Our holding is wholly consistent with this Court's recent decision in Murphy v. Prudential Property and Casualty Insurance Company, 503 Pa. 528, 469 A.2d 1378 (1983). There, we held that a claimant seeking to recover the cost of purportedly covered services under section 106 is required to bring suit within two years of the date that the claimant knew or should have known that medical services rendered were necessitated by the automobile accident, not within two years of the date of the accident.
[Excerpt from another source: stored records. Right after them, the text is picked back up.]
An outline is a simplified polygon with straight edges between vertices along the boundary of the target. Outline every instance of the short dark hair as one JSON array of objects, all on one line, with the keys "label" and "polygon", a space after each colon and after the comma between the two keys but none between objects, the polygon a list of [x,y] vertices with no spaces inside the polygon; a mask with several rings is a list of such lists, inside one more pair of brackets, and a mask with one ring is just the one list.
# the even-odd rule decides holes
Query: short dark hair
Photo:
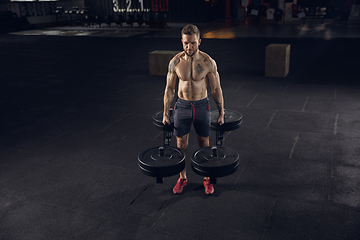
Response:
[{"label": "short dark hair", "polygon": [[197,26],[195,26],[193,24],[188,24],[181,30],[181,36],[184,34],[185,35],[196,34],[198,36],[198,38],[200,38],[200,30],[197,28]]}]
Here, in the same vein, we hold that the statute does not begin to run until the claimant knows or should know that a threshold under section 301(a) has been reached, in other words, until the claimant has a cognizable cause of action under the Act.

We are sympathetic to the appellant's argument that the result we reach today may present a difficult situation in a case where the threshold is not reached until many years after an accident, giving a defendant problems of proof.[7]*292 However, this, as the Superior Court noted, will be the rare case and cannot solely advance a holding in favor of a rigid statute of limitations.
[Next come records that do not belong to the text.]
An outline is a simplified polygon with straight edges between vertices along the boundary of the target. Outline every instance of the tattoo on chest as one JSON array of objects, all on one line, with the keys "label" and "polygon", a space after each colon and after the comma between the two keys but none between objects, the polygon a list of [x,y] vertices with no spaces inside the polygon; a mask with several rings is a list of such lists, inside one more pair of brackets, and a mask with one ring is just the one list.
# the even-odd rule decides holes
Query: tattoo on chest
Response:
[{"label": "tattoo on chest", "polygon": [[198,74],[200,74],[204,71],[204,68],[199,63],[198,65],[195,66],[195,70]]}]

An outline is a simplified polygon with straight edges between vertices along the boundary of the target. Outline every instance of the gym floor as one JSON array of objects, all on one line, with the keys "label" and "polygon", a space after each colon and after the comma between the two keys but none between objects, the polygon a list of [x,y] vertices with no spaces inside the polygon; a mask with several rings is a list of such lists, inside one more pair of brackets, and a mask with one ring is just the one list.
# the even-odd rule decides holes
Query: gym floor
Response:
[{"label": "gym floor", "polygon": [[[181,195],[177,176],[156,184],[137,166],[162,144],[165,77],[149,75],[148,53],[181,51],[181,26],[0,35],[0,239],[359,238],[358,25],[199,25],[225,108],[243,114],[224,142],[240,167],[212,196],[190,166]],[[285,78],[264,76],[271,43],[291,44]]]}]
Thus, on remand, if it is found that the appellee failed to file this action within two years after she knew or should have known, exercising due diligence, that the thresholds of section 301(a) had been surpassed, the action should be held time barred. Otherwise, the litigation should be allowed to proceed.

The order of the Superior Court is affirmed and the case is remanded to the trial court for further proceedings consistent with this opinion.

LARSEN, J., concurs in the result.

ROBERTS, C.J., and HUTCHINSON, J., note their dissent.

NOTES

[1] Pennsylvania No-Fault Act Motor Vehicle Insurance Act, Act of July 19, 1974, P.L. 489, No. 176, 40 P.S. § 1009.101 et seq.

[2] Judge Johnson wrote a dissenting opinion in which then President Judge Cercone joined.

[3] Act of July 9, 1976, P.L. 586, No. 142, § 2, 42 Pa.C.S.A. § 5524.

[4] Dramatizing its point, the court hypothesized a dialogue between a trial judge, forced to follow the old rule, and a claimant:

Suppose the accident was on January 1, 1978, but the $750 threshold was not reached until February 1, 1980. Judge: "Your claim is barred because the statute of limitations started to run on January 1, 1978." Claimant: "But under Singer I didn't have any cause of action on January 1, 1978. In fact, I didn't get a cause of action until February 1, 1980. By then, according to you, the statute had already run." Judge: "That's true, and it's too bad. What you should have done is, before the statute had run, file a claim saying that although you had no cause of action, because the $750 threshold hadn't been reached, maybe you would have one, because maybe the threshold would be reached. That way you would have protected yourself."

292 Pa.Super. at 211, 437 A.2d at 9.

[5] Act of July 9, 1976, P.L. 586, No. 142, § 2, 42 Pa.C.S.A. § 5502.

[6] This result would also be incompatible with the fact-pleading policy of Pa.R.Civ.Pro. 1019(a).

[7] We note that the provision in section 106 is not a statute of repose applicable to tort actions allowed by Article III of the No-Fault Act. See Murphy v. Prudential Property and Casualty Insurance Company, supra. The promulgation of such a statute would be within the province of the legislature.